By the way, it’s also illegal to do. That’s right: keeping fruit bats as pets is against the law in the United States, Australia, and a multitude of other countries.
Bats as Pets: More Than Just an Inconvenience
Setting aside the issue of administering daily feedings, other complications make bat pets an unreasonable idea. For one, it could be argued that bat-keeping is cruel to the animal, and don’t forget about the long list of diseases that bats carry, many of which can be transferred to humans quite easily (even though the risk of these infections is fairly low).
After all, It’s been shown that domesticated animals can play central roles in major spill-over events of zoonotic bat-borne viruses. Also, if you’ve ever heard the common warning that bats carry rabies, it’s technically true, though most bats alive today do not have the disease.
Another feature about bats that would make them more difficult to care for is their need for a well-maintained microclimate. Because caves, subterranean canals, and rocky crevasses—places where bats prefer to roost—have stable temperatures, the same would be required for the bat if it lived in a cage in your home. Some bats, like the common Fruit Bat mentioned above, need a steady ambient temperature right at 70 degrees Fahrenheit, in order to maintain proper health.
Speaking of Health
What would happen to a pet bat if it were to fall ill? Unless there was a veterinarian in the area that was specifically familiar with bats, chances are good that getting adequate care for the bat would be quite difficult indeed.

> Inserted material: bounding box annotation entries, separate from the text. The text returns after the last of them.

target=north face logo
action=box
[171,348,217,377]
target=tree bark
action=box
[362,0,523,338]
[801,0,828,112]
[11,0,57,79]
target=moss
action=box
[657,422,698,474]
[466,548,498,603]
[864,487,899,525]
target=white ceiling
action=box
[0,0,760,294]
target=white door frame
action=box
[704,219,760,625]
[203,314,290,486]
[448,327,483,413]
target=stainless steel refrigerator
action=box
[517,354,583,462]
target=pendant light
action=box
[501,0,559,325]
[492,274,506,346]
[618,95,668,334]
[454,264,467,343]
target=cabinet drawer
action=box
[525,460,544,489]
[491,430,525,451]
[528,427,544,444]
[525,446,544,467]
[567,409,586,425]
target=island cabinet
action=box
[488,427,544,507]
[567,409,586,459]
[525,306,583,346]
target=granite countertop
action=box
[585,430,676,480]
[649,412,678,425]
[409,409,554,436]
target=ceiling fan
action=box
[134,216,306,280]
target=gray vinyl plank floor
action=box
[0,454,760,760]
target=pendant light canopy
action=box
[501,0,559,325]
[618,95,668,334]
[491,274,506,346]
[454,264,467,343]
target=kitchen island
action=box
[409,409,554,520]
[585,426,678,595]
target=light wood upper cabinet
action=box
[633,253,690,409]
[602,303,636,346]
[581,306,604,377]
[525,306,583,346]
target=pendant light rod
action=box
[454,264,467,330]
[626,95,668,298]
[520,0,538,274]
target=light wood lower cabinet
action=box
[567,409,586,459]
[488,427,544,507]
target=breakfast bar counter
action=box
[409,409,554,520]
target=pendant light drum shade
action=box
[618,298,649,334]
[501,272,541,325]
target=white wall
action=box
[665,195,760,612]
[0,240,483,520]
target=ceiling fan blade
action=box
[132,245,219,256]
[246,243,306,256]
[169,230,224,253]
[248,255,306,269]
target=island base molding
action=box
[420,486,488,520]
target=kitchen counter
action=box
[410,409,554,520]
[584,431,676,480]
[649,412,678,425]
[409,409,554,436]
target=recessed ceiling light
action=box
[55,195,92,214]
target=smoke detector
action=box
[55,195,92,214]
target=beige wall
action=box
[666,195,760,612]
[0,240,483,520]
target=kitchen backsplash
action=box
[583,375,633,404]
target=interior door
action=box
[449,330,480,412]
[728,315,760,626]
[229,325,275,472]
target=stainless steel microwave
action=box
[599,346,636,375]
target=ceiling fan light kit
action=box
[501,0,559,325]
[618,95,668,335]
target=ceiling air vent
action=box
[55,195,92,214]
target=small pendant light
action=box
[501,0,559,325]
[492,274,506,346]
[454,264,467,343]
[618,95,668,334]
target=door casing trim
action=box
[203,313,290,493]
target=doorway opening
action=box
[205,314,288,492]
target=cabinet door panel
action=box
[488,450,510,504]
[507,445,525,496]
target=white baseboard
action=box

Many bats also succumb to something called White Nose Syndrome, an especially destructive fungal infection that kills millions of bats every year in North America. White Nose Syndrome mostly affects bats in hibernation, which brings up another point: what would be done with the pet bat when the time came for hibernation?

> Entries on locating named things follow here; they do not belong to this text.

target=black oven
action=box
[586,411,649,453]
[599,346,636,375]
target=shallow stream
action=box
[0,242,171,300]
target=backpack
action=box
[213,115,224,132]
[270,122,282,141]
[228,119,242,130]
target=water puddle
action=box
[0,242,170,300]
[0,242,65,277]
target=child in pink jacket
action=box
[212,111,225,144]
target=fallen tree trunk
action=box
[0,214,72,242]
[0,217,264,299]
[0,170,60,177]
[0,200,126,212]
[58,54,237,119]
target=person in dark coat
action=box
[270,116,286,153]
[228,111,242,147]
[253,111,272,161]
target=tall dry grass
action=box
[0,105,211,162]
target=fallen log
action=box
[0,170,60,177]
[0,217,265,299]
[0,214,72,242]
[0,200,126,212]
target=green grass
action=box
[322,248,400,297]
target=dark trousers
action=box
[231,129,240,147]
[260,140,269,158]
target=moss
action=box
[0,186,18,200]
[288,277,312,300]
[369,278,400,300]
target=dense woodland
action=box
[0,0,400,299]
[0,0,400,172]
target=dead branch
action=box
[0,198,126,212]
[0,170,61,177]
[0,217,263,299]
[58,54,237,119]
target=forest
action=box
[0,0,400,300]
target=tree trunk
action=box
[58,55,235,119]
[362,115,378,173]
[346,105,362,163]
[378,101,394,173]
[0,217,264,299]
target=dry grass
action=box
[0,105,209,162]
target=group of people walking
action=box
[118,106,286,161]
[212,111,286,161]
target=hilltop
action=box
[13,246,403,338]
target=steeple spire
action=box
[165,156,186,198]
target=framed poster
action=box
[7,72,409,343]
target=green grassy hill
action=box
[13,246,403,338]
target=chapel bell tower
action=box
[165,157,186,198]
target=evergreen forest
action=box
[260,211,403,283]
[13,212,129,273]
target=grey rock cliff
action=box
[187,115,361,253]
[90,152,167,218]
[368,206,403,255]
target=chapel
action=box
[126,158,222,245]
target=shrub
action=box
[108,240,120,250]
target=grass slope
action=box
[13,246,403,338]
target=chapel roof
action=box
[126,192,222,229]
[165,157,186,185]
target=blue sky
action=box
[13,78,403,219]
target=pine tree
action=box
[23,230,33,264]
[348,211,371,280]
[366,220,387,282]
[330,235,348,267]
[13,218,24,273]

When bats hibernate, they sink into a significantly slowed metabolic state. Their bodies enter a state of ‘torpor’, during which they are especially vulnerable to environmental changes. It would be very challenging to maintain a strictly quiet, temperature- and humidity-controlled environment that was also antifungal and antiseptic, so the bat could hibernate in peace.
Conclusion: Don’t Get a Bat
If you’re disappointed that you can’t go out to your local pet store and get a bat to call your own, don’t be too down. Bats are inherently wild creatures that can still be appreciated from afar, whether that’s at your local zoo or by watching documentaries about them like this one.
Remember, too, that bats play a critical role in our ecosystem. They should be protected and respected. Bringing a bat into your home would mean putting it into an unsafe environment not suitable for its well-being, while also perhaps endangering yourself in the process.